Sustainability goals include minimum reductions of 50% in energy use and 65% for heating and cooling, compared to existing use. Another goal is to reduce carbon dioxide emissions by a minimum of 45%, and reduce water use by 40%. The project is aiming for a LEED Gold certification—the second highest of four rankings—from the U.S. Green Building Council's green-building rating system.

The total cost of the GMP contracts is nearly $1.5 billion, including $140 million for a 190,000-sq-ft temporary building on the north lawn that is providing swing space for conferences and meetings.

The CMP attributes the 12% budget overrun to schedule and other costs linked to the security redesign, unforeseen conditions, complications of renovating partly occupied basement space, and project management and design cost increases. "We're not embarrassed by 12% over five years for a project [of this complexity]," says Adlerstein. The U.N. has been modifying scope to trim costs.

There are six main local design consultants. Architect-planner Perkins+Will (P+W) has the contract for programming, strategy, logistics and peer review. Syska Hennessy Group (SH), which designed the original U.N., is also the mechanical-electrical-plumbing engineer for the Secretariat. Einhorn Yaffee Prescott is the architect for the assembly building. HLW is the architect-structural engineer for the Secretariat and the temporary building. R.A. Heintges & Associates is both the curtain-wall consultant and curtain-wall architect for all the buildings.

Though each subproject has a different consultant, there are campus-wide contracts for all the new building systems: life safety, building management, security, heating and cooling, plumbing, telecommunications and electricity.

"Everything is feeding from one building into another," says John P. Gering, HLW's managing partner. "There are many interconnections."
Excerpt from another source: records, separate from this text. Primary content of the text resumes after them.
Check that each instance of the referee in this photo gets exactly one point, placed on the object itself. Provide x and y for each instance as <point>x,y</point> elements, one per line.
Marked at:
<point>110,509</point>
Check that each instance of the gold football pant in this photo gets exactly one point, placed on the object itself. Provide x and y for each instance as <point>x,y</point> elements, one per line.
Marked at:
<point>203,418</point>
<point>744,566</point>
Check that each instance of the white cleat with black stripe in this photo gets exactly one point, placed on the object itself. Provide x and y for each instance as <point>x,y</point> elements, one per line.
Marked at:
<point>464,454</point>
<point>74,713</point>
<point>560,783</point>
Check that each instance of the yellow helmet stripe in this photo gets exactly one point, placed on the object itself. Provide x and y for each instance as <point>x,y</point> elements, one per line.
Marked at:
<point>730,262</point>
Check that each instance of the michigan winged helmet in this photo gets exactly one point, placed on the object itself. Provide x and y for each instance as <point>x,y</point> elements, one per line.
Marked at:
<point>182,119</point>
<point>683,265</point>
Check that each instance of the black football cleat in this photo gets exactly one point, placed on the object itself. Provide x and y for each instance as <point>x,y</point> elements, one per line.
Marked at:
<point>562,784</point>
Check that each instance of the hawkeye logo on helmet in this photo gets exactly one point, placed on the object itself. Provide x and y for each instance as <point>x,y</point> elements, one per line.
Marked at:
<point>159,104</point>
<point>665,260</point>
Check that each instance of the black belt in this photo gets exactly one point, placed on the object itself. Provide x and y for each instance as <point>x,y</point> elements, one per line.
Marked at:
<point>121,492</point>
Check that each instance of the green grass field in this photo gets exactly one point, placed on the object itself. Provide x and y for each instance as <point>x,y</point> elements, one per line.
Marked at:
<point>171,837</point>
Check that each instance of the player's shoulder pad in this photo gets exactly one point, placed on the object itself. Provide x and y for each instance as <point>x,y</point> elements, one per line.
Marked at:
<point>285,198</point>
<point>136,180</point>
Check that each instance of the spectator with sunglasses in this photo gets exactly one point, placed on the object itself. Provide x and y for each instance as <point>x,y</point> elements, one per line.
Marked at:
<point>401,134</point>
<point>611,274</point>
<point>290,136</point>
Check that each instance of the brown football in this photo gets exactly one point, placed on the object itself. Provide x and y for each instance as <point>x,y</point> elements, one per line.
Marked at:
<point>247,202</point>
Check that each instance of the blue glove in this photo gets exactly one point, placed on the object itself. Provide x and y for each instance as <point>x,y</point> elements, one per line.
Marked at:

The designers developed master standards and a master specification. Even so, there was a lot of difficult coordination among the various designers and contractors because the subprojects are phased and therefore not designed or rebuilt at the same time, says Daniel Kolakowski, a senior vice president with the renovation's construction manager, the local office of Skanska USA Building Inc.

Tortured Past

The renovation has a somewhat tortured past. The U.N. halted work on its initial full-blown master plan in 2005, when the New York state Legislature refused to pass enabling legislation to construct a nearby annex for swing space.

A year later, Louis Frederick Reuter IV—CMP's first executive director—resigned in frustration. His reasons included a lack of support by major U.N. stakeholders and difficulties working within U.N. practice, according to the international organization.